15 de Julio de 2021
Solo cuando uno acude a vacunarse siente que, a pesar de todo, estamos venciendo a la pandemia. Esta emocionante experiencia del pinchazo preventivo, histórica en lo colectivo y en lo individual, debería hacerse en la soledad serena del triunfo de la ciencia, la sanidad pública y toda la civilización. Me han vacunado hace apenas una hora y reconozco que ando emocionado. Ha sido larga la espera para quienes buscamos recuperar la libertad pero un suspiro desafiante para la medicina.A vacunarse hay que ir solo, al menos lo recomiendo. Las vacunaciones masivas son las procesiones que no tuvimos. Una larga fila de devotos de una esperanza a la que se reza sin fe donde también los penitentes son anónimos en vez de bajo el capirote tras la mascarilla. Desfiles por generaciones para volver a desterrar la muerte de lo cotidiano, esa mentira de una sociedad que nos invita a vivir en Nunca Jamás sin necesidad de que Peter golpee ninguna noche la ventana.

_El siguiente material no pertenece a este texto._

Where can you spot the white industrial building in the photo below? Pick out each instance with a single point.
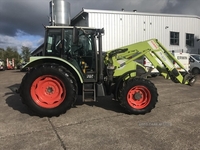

Vacunarse solo como acto de constricción tras la crueldad de lo vivido. Un cuarto de hora de cola para recordar las calles vacías, las residencias del luto, los hospitales débiles, el miedo denso; pero sobre todo los muertos. Si uno aguarda en el silencio sobrio del respeto alcanza su turno con la necesidad de agradecer a quien te toma la temperatura, a quien comprueba los datos y a quien empuña la jeringuilla con la suavidad mecánica y cansada de tantos meses inoculando futuro. El ansia por reconocer el esfuerzo entregado de nuestros sanitarios azota a los que por suerte esquivamos la enfermedad en los más cercanos y nos vemos por primera vez frente a frente a sus exhaustas batas blancas. Los quince minutos de después del pinchazo no son por si la vacuna nos provoca alguna alergia. Son otra invitación a la reflexión y el agradecimiento, como cuando vuelven al banco de la iglesia los que comulgan. Son para bajar la mirada, sentirnos vivos, respirar bien profundo y levantarnos de nuevo.